Over 30% of the depot’s power will be generated by an innovative renewable energy system, bringing impressive sustainability credentials to the TfL network. A hybrid of renewable sources integrate ground source heating and cooling  from  a  combination of energy piles and 150m deep bore holes, combined with rooftop solar panels providing electricity and hot water to the depot.

The depot was awarded as part of the contract for the new trains being delivered by Bombardier; it was built by Taylor Woodrow, the civil engineer division of VINCI Construction UK. It has 33 outdoor stabling roads and nine additional roads inside the Operations, Maintenance and Control building for the heavy cleaning and maintenance of wheels, motors or other train components. Two on-site train washes will allow each train to be washed every 48 hours.

MTR Crossrail will operate the Elizabeth Line on TfL’s behalf. The majority of its drivers are now based at Old Oak Common, where they are currently training with simulators that replicate a number of real-life scenarios, including adverse weather conditions, faulty signals or passenger alarms on-board. Drivers will be able to familiarise themselves with the trains and the Elizabeth Line route before they go out on the network with passengers.

The Elizabeth Line will transform rail travel in London with quicker, easier and more accessible journeys when it opens through central London. The new trains stabled at Old Oak Common will initially run from Paddington to Hayes and Harlington, with the Heathrow Connect trains continuing to operate to the airport. Testing continues to allow the new Elizabeth Line trains to be able to run into the Heathrow Airport.

Bombardier – which is building TfL’s 70-strong fleet of Elizabeth Lines trains – will operate the depot as part of a 32-yearlong construction and maintenance contract signed in 2014. Bombardier’s latest Automatic Vehicle Inspection System will increase reliability by scanning and analysing trains as they enter the depot, reducing the overall time needed for maintenance. Bombardier currently employs 80 staff at Old Oak Common, including eight apprentices who are critical to train testing and maintenance. This will increase to 110 staff by the summer, with an additional eight apprentices.

The new railway is jointly sponsored by the DfT and TfL with support from London’s business community. It will connect stations such as Paddington to Canary Wharf in only 17 minutes, transforming how Londoners and visitors move across the capital.
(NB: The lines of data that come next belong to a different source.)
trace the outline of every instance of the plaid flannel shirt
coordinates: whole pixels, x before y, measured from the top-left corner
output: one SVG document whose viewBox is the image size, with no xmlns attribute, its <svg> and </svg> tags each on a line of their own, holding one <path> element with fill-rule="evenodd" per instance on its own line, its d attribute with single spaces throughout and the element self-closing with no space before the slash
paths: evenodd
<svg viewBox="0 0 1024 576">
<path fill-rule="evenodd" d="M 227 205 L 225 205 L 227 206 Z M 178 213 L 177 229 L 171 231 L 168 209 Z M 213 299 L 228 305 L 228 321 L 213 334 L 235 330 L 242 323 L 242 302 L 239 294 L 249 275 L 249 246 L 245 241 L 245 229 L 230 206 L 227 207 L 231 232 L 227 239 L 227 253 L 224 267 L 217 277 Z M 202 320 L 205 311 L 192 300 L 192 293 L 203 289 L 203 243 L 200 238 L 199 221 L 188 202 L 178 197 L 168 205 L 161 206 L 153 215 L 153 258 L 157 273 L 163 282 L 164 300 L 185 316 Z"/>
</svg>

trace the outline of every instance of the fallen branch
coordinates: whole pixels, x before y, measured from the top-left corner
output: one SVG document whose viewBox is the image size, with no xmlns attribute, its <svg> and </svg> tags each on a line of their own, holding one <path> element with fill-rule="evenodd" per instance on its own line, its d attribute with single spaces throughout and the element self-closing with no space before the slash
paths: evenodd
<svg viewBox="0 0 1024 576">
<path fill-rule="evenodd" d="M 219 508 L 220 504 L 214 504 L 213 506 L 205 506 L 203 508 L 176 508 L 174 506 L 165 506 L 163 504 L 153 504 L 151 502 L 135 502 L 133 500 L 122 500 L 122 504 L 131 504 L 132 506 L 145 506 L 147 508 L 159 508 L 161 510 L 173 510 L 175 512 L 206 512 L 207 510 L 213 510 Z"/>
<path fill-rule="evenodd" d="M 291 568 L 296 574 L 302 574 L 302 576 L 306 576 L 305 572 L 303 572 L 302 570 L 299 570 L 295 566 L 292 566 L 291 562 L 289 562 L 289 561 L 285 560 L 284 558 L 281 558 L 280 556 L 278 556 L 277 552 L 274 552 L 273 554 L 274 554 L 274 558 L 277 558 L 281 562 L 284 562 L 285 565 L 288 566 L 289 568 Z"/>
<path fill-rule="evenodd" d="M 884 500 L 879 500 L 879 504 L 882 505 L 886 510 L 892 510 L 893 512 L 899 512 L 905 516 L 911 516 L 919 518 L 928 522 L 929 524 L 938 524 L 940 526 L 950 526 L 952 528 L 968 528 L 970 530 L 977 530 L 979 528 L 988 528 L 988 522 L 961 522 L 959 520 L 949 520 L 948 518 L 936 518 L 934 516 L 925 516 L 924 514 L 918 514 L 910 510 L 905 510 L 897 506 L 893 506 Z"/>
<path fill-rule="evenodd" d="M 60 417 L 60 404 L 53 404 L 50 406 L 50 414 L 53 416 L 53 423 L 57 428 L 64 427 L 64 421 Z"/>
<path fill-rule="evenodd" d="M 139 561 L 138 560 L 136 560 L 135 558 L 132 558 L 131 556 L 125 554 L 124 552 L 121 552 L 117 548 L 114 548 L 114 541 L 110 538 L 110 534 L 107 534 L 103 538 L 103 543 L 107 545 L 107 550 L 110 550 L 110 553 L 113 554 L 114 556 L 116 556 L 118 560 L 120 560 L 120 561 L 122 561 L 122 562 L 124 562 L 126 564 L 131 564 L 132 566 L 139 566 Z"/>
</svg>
Much of the construction has now been complete as we enter the final stages of delivering London’s newest railway. This is no mean feat and brings together the complex challenge of getting all the infrastructure, new track, signalling and trains together. We will have an extensive period of testing and trial operations before the central section opens this December, with the Elizabeth Line then becoming fully operational at the end of 2019.